Я лежу, будто парализованный, в пещере ее волос. Потом руки мои неспешно находят ее тонкую талию, и вдруг я отчетливо представляю себе, как она нагибается после душа, сворачивает волосы полотенцем, как мокрым тюрбаном, явственно вижу линию изгиба ее спины в наклоне. Слышу ее негромкий голос — длинные фразы, как тихая музыка, как дуга весла над водой, роняющая серебряные капли. Голос ее я слышу, но слов разобрать не могу — так тихо она говорит; в ушах моих звуки всего ее тела. Вместо близости умерших, наполнявшей мое дыхание, меня оглушает гудящий гул тела Микаэлы — ток ее крови, текущий по голубым проводам вен под кожей. Кабели сухожилий; сплетения косточек на запястьях и лодыжках. Каждый раз, когда она смолкает, при каждой ее долгой паузе у меня дух захватывает. Я чувствую, как она понемногу тяжелеет, засыпая. Как прекрасен доверчивый ток крови, ее прижавшаяся ко мне теплая сонная тяжесть, как хрупкая, спокойная тяжесть яблок в вазе. Не застывшее отчаяние сломленности, а умиротворенность расслабления.

Микаэла раздевается, неторопливая и похожая на мечту, становится светлее. Одежда ее как будто растворяется.

Даже мельчайшие детали предметов в комнате вдруг становятся вполне осязаемыми. Годы идут, но тела наши помнят себя во все времена.

Она оседлала меня, устроившись на бедрах, я любуюсь всеми изгибами ее тела, почти физически чувствую арки ребер, каждое дыхание ее, перегоняющее кровь от косточек за ушами к пальцам на ногах.

На коже Микаэлы нет оттенка смерти. Даже когда она спит, я вижу в ее обнаженности невидимую эманацию тела, выступающую на поверхность. Я вижу на любимой влажную прядь волос, печать любви под сенью высокого бедра как соль на животе, живущем в такт с дыханьем. Вижу крепкие, как груши, мышцы икр на ногах. Я знаю, что скоро она откроет глаза и обнимет меня.

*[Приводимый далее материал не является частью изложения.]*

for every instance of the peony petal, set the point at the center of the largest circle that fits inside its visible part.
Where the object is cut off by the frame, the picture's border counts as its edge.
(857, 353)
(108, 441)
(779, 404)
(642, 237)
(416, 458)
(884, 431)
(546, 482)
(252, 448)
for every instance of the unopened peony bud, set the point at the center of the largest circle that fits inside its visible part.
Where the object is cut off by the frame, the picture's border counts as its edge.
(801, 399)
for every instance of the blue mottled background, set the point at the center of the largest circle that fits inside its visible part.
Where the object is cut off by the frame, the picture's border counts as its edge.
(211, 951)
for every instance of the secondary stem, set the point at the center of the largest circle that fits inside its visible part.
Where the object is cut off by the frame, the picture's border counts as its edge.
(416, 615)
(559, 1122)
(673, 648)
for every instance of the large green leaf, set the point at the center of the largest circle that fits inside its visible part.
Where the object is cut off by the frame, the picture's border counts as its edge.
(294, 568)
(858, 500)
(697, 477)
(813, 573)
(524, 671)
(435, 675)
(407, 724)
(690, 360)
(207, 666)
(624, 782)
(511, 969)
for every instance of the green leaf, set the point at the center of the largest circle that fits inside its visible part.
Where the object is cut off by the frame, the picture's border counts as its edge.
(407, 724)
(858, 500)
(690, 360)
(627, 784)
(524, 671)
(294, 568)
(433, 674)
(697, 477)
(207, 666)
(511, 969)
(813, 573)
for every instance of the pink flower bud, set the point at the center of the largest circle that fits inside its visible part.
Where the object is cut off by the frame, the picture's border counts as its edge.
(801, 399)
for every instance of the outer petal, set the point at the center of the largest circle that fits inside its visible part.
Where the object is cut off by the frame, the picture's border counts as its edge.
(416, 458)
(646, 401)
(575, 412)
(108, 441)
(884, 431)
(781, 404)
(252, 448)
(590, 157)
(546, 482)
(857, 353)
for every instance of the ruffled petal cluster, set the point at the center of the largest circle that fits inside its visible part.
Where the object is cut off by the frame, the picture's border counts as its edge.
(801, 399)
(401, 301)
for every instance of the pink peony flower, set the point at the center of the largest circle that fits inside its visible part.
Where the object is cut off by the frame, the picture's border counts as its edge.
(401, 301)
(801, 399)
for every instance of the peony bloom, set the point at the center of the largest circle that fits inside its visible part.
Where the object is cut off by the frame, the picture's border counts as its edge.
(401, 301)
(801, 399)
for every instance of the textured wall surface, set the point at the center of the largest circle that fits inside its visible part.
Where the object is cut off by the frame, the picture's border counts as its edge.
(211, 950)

Уже поздно, почти полдень, когда она говорит — или мне это пригрезилось? — хотя Микаэла сама вполне могла бы меня спросить:

— Есть хочешь? Нет… Тогда, может быть, мы на скорую руку так перекусим, чтобы голод даже на миг не показался нам более сильным чувством…

* * *

Микаэла закрыла лицо руками; я глажу ей мягкое, теплое, податливое плечо. Она всхлипывает. Она выслушала все — и сердцем своим, и кожей. Микаэла плачет по Белле.